Kurzantwort: Für den Anfang reichen ein Haargummi, vier bis sechs Haarnadeln und eine Bürste. Der einfachste Einstieg ist der tiefe Dutt: Pferdeschwanz binden, Haar um den Ansatz wickeln, mit Nadeln feststecken. Am Vortag gewaschenes Haar hält besser als frisch gewaschenes. Nadeln steckst du gegen die Wickelrichtung ein, dann greifen sie.

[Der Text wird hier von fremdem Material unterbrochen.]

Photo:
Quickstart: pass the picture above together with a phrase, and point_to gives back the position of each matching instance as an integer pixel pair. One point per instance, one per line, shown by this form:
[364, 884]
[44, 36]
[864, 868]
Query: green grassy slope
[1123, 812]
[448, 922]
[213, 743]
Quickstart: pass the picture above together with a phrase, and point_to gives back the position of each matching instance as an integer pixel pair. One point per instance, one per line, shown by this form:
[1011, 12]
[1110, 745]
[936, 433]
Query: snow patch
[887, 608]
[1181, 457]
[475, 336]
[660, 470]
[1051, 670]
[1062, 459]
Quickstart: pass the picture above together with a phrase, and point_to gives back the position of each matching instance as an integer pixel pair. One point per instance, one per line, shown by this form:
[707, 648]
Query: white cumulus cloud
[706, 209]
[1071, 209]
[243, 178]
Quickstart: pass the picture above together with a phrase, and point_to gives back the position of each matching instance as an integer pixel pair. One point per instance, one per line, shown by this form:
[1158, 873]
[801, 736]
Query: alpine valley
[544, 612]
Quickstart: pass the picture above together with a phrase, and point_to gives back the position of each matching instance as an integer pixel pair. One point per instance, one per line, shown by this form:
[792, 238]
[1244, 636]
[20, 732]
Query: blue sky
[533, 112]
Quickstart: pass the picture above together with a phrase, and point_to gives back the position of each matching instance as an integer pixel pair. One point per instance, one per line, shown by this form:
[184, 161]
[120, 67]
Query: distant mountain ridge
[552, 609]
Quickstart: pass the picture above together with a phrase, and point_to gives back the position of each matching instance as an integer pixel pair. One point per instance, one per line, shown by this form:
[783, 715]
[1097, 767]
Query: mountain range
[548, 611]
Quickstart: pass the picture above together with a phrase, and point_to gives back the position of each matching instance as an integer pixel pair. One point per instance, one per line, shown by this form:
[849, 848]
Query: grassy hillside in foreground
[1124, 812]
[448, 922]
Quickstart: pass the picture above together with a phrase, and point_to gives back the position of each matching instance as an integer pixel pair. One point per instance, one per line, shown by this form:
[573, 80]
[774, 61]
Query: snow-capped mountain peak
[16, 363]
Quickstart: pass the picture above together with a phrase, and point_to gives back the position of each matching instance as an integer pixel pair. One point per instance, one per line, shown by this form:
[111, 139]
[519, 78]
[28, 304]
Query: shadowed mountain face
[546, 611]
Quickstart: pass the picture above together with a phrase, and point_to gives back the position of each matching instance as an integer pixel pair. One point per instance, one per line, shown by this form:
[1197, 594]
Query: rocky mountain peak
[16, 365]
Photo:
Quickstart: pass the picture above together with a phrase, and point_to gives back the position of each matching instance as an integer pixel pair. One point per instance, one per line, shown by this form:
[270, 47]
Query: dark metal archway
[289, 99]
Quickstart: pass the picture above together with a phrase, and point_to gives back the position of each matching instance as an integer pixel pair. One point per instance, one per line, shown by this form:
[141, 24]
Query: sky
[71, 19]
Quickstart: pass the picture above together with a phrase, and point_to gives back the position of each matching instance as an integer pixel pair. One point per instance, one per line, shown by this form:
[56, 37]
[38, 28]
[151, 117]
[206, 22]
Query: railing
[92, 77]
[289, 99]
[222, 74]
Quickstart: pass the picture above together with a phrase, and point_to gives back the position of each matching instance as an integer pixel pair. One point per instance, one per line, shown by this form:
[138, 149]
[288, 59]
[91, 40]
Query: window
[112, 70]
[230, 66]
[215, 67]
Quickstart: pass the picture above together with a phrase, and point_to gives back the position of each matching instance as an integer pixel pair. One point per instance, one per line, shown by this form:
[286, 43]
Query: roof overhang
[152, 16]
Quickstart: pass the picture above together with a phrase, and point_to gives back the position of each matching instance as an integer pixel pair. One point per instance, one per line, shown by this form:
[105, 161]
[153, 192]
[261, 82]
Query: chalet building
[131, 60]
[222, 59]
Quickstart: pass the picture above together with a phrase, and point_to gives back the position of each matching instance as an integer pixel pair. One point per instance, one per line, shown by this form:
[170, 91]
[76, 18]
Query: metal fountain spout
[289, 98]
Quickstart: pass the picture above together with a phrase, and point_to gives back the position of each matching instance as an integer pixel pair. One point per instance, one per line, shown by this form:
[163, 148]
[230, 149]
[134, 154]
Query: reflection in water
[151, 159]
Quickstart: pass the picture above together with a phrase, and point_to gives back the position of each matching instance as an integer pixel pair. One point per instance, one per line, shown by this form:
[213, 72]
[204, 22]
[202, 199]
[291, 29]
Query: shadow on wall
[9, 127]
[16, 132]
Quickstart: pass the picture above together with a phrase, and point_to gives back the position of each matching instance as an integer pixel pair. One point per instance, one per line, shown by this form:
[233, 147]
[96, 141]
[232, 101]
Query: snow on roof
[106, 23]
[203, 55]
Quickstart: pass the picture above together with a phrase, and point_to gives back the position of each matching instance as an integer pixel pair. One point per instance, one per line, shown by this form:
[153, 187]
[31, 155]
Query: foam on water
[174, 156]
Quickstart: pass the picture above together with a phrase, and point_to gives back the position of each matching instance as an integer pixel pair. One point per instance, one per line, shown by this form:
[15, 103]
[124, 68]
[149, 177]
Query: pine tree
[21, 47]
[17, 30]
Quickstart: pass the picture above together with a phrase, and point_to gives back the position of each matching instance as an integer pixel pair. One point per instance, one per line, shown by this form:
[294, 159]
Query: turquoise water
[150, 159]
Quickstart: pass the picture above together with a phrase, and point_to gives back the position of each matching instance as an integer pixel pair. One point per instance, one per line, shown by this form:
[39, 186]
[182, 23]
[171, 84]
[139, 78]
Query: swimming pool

Hochsteckfrisuren sehen nach Aufwand aus. Die meisten brauchen aber weniger Technik als ein sauberer Zopf. Sie brauchen die richtige Vorbereitung und zwei Handgriffe, die man einmal verstanden haben muss.

Der Haarknoten ist eine der ältesten Frisuren überhaupt. Laut Wikipedia steckten sich schon attische Frauen im antiken Griechenland das Haar mit Nadeln aus Gold oder Elfenbein auf. In den 1940er Jahren trugen Frauen in der Kriegsindustrie den Knoten, um das Haar bei der Arbeit zu schützen.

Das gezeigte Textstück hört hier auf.